How to burn Audio CDs for maximum compatibility with standalone CD player

Soldato
Joined
17 Jan 2006
Posts
4,313
Does anyone have any advice for burning audio cds for maximum compatibility with stand alone cd players.

The reason I'm asking, is quite simple, my Marantz CD player (a CD6000OSE which I love) plays some home written CD I made many many moons ago with an old external CD burner (before the days of burnproofing etc etc - and a maximum write speed of (i think) 4x speed) and does so perfectly.

However, when I want to play CDs I've burnt more recently, it's not very happy about it. Sometimes it'll completely refuse to recognise the discs, other tiems it'll play but if I try to directy access a specific track it'll fail and come up with an error.

I am using Nero to burn with and wondered if anyone has any tips for burning audio cds that might make them more compatible with my CD player?

Could it just be the increased burn speed (the slowest speed my curner will do these days is (i think) 8x or maybe 12x speed) that causes the problems?

Any help much appreciated.
 
as nero is burning the discs ok i would say it more a problem the cd media i have seen some early cd rom players not work with burned cd's i think it's something to do with the lasers in the cd player i think the blue dye ones are the worst try some ones with a silver layered disc this i found helps a bit! and changing the speed of the burn makes no difference from what i have found! i hope this helps
 
Burn speed does make a difference, I always move it down to the next setting if I have problems with discs.
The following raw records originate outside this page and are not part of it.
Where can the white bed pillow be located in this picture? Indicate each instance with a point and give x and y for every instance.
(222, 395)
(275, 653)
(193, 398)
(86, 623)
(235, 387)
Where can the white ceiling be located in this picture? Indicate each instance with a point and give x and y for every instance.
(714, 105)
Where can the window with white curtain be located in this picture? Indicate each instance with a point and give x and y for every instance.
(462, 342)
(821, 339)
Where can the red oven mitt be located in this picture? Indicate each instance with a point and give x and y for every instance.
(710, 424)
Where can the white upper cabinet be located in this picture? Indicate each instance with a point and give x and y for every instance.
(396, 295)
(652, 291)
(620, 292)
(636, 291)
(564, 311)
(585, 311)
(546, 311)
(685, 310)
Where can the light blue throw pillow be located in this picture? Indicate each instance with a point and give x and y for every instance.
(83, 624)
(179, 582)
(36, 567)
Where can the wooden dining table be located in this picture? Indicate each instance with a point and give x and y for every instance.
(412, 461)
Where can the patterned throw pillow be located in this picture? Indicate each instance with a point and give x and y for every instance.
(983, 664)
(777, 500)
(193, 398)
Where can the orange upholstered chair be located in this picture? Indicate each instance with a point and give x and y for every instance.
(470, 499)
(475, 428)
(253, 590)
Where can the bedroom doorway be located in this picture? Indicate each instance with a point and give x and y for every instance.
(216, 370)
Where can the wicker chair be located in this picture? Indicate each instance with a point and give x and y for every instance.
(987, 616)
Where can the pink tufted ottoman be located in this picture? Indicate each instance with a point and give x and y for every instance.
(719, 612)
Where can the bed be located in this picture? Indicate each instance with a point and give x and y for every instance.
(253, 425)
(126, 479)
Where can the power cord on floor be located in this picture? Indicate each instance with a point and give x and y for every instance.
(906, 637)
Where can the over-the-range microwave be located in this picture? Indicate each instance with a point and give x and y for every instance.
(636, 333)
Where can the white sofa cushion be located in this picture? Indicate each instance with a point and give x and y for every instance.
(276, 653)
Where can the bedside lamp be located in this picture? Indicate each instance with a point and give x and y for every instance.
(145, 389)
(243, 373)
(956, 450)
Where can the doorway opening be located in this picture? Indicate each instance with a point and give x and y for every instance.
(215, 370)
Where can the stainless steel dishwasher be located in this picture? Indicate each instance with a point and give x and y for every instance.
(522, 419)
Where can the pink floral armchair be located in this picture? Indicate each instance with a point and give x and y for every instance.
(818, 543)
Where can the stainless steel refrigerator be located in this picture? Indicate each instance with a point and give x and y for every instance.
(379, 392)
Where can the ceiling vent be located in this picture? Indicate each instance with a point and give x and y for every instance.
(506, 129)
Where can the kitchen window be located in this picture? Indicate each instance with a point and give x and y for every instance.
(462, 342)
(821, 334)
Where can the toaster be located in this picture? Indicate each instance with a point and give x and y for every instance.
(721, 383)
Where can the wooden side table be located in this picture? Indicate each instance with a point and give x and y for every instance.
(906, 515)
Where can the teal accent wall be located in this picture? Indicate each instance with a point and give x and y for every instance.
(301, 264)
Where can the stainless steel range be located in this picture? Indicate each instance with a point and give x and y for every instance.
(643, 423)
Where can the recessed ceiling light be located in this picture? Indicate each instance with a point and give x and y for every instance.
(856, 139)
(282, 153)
And it could easily be the discs themselves - I've got more coasters than cups.

Maybe try imgburn?
 
I'd have to disagree slightly with Geek.. Whilst I would agree with the comments about some dye colours working better than others I have also found more that I get more compatible burns for CDs if they are burnt at a slower speed.

At the end of the day, maximum burn speed is something you can normally configure in whatever software you are using so you may as well try it and see if it makes a difference.
 
Well, I gave it a go yesterday, Using nero, set to burn as slow as possible, 8 X speed, I turned off CD text just incase that was causing problems.

I burnt two discs, the first using Disc-At-Once. Stuck it in the CD player and hit play. It seemed to be ok, I skipped from track 1 to track 2...all ok. Left it playing for a bit and then decided to skip to the next track....ERROR

I then burnt a second disc, using Track-At-Once (I remembered that the old burning software I used to have on my first ever CD writer - HP Record Now - used to report how many tracks it had burnt and how many were remaining, so I figured it might be worth trying). Gave it a whirl and it seems to work better, skipping tracks pretty much fine, and playing from track to track with no clicks or pops or errors between tracks as I have heard can be the case sometimes when using track at once.

It's not quite perfect, it didn throw up an error after I tried skipping tracks really quickly but if I'm careful and let the CD player keep up with what I'm doing it seems like it's ok.

Oh and I only ever use the best CD-R money cn buy....yeah right, cheap spindles from wherever they are on offer more like!!

That said I don't go for the totally un branded unmarked ones I always have something like Datawrite or verbatim etc
 
I've used most brands over the years and to be honest found them all pretty similar. I just buy them in 100 packs out of which I probably throw about 5 away give or take.
 
Have you given the player a clean? My car CD player used to skip and error so I changed media and same results so invested in a CD/DVD cleaner and it fixed the problem for me. I also find Verbatims to be the best for compatibility by the way.